“This is —”
“Complicated,” she finished for him. “You’re lucky, Mr. Pierce, that I’ve sworn off complications and mistakes. Because, otherwise, I would have found you irresistible.”
“Irresistible how?” Beckett asked before he thought better of it.
Gianna stood on her tiptoes and placed a soft kiss on his cheek. “Thanks for walking me home, Beckett.”
She turned away from him and followed the walkway around the side of his house to the backyard.
Beckett touched his cheek and frowned after her. It was the second time she had kissed him and he wasn’t going to lie. It wasn’t enough.
“What’s with the dopey grin?” Evan demanded when Gia let herself in the front door.
“I don’t have a dopey grin. I have a self-satisfied grin. That’s totally different,” she corrected him.
“Whatever,” he sighed, and went back to his homework at the dining table.
“How’s it going?” Gia asked, settling in next to him.
He shrugged his shoulders and frowned at the book in front of him.
“What do you think about school here so far?” Gia opened her water bottle and drank deeply.
Evan shrugged again. “It’s okay, I guess.”
“Is it a lot different?”
“There’s a girl in my class named Oceana,” Evan said, refreshing the screen of his tablet. He scrolled through some pictures and opened one. “This is her.”
Gia peered at Oceana’s school photo on the screen. In any other town in America, the perky little blonde would have been a cheerleader. In Blue Moon, she wore a hand-crocheted vest and lived on a sheep farm.
“This town is weird,” Evan announced.
“I agree. Weird good or weird bad?”
“Mostly weird good. I guess. Like the teachers don’t make us sit too long and stuff. They make us take stretching breaks, kind of like your classes. But the lunches are weird bad. At my old school we had pizza and nachos and stuff. Here they have this quinoa casserole crap.”
Gia swallowed a laugh. “Maybe we should look at packing your lunch a couple days a week?”
Evan nodded. “I think that would be for the best.”
“Your dad call tonight?” Gia asked, taking another drink of water.
“Nope.”
She automatically squashed the annoyance and the desire to make an excuse for Evan’s father. She and Paul had worked out a call schedule that promised the kids reliable, consistent communication with their father so he could stay up on what was happening with them.
And as was typical with her ex-husband, he continued to flake out on them, blissfully unaware of the damage that his inconsistency and lack-of-presence did to their little family.
Gia changed the subject. “How was Rora for you tonight?”
“She was good. She only made me watch two episodes of that dumb whiny cartoon.”
Gia rolled her eyes heavenward. “She has to grow out of that show eventually, right? Every time it’s on I want to put a frying pan through the TV.”
“Yeah.” Evan rewarded her with a small smile.
“So, listen. This was my last Friday night class. I have another teacher who is going to take over the time slot. So that means just Tuesday and Thursday night classes for me. How do you feel about being Aurora’s official, compensated guardian on those nights?”
Evan leaned back and crossed his arms. His hazel eyes narrowed. “What kind of compensation are we talking?”
“For watching your sister from 5:30 to 7:30 I’m prepared to offer you five dollars.” She purposely low-balled him.
“Fifteen,” he countered.
“Ten.”
“Deal,” he said extending his hand.
She shook it solemnly. “And if you need a night off to do school work or hang out with friends or build creepy robots — whatever it is kids your age do — let me know and I’ll have Grampa watch Rora.”
“Robots? Seriously, Gia?”
Gia held up her hands. “Hey, whatever floats your boat. No judgment.”
“You fit right in with the rest of these weirdos,” he told her.
She jumped out her chair and put him in a headlock and covered the top of his head with noisy kisses. “I’m totally changing your name to Compost Heap Decker,” she told him. He put up a struggle, but his laughter prevented him from wiggling free.

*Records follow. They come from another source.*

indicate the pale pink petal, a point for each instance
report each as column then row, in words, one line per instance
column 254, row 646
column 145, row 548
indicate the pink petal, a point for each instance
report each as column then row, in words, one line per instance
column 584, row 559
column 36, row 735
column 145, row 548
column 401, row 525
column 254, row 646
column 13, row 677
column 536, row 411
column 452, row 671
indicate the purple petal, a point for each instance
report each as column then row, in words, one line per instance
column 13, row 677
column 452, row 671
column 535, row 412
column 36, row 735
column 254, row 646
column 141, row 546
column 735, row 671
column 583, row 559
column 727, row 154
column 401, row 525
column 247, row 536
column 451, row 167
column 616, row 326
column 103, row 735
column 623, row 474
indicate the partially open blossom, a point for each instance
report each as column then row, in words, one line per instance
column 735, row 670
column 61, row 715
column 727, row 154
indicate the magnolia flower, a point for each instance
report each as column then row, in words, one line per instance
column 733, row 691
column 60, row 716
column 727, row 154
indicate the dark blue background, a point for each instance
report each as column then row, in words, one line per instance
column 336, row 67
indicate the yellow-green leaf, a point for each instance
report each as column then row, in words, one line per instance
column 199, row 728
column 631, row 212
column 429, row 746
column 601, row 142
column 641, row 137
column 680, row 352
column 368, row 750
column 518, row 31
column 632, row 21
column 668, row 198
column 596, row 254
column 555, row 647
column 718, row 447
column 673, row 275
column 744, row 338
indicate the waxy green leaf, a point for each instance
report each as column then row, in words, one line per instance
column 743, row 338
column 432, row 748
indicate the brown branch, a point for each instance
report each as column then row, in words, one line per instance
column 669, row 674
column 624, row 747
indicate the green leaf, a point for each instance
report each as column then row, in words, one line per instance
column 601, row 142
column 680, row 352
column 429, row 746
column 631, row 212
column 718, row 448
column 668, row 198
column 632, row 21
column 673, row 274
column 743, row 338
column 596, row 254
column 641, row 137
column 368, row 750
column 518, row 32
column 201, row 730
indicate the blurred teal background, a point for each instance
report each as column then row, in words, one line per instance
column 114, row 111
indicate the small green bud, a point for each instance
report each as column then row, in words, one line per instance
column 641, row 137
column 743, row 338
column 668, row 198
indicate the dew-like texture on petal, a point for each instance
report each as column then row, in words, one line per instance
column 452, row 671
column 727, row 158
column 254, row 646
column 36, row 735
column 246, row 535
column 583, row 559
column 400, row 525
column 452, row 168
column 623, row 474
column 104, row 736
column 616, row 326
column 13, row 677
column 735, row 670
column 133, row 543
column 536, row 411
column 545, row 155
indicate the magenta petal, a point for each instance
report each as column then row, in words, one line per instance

His sandy hair needed a trim, Gia noted. But they had worked out a deal back when he turned ten that he was in charge of haircut decisions.
“Hey, I was going to make an appointment to get my hair trimmed. I saw this crazy place called The Grateful Head. Let me know if you want an appointment. That’s a play on a band, by the way.”
Evan leveled the haughty gaze of a twelve-year-old at her. “I know who the Grateful Dead are.”
Of course Paul Decker’s son would know the Grateful Dead. Paul’s finest gift to his children was a deep and abiding appreciation of music.
“Good, then I don’t have to tell your dad that your brains are being consumed by pop artists and you want a life-sized One Direction poster for Christmas.”